Did Russian interference really flip the US election against Hillary Clinton in 2016? We need more research, says Aral. As for the upcoming 2020 US election, last month, Facebook took down a small network of fake accounts linked to Russian operatives. This was no surprise. Intelligence officials had warned that Russia has adopted less detectable tactics. And Facebook founder Mark Zuckerberg’s recent blog on the company’s election-related policies has left Aral thinking the company has not done enough to make the 2020 elections safe.

“Fake news penetrates further and faster than accurate information on Twitter”

To stave off the threat of digital manipulation, we need to understand it and legislate to neutralise it, writes Aral.

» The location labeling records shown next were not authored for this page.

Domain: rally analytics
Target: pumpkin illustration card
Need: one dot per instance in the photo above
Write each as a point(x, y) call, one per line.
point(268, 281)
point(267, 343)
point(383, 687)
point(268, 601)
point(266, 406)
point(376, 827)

The US lacks even a basic federal law to protect consumer data. The question of how to maintain privacy while feeding more data to machines emerged in the 1960s with the People Machine, but a big opportunity to do something was missed, says Lepore.

If Then and The Hype Machine are both eminently relevant now. Lepore’s page-turner about a forgotten chapter of US history resonates today, and Aral’s nuanced, slower read offers hope that we can re-engineer social media to better serve society.

The books’ biggest service, however, is to make us rethink our attitudes to big data and social media. This can only be good: after all, it is still humans who cast the votes, not machines.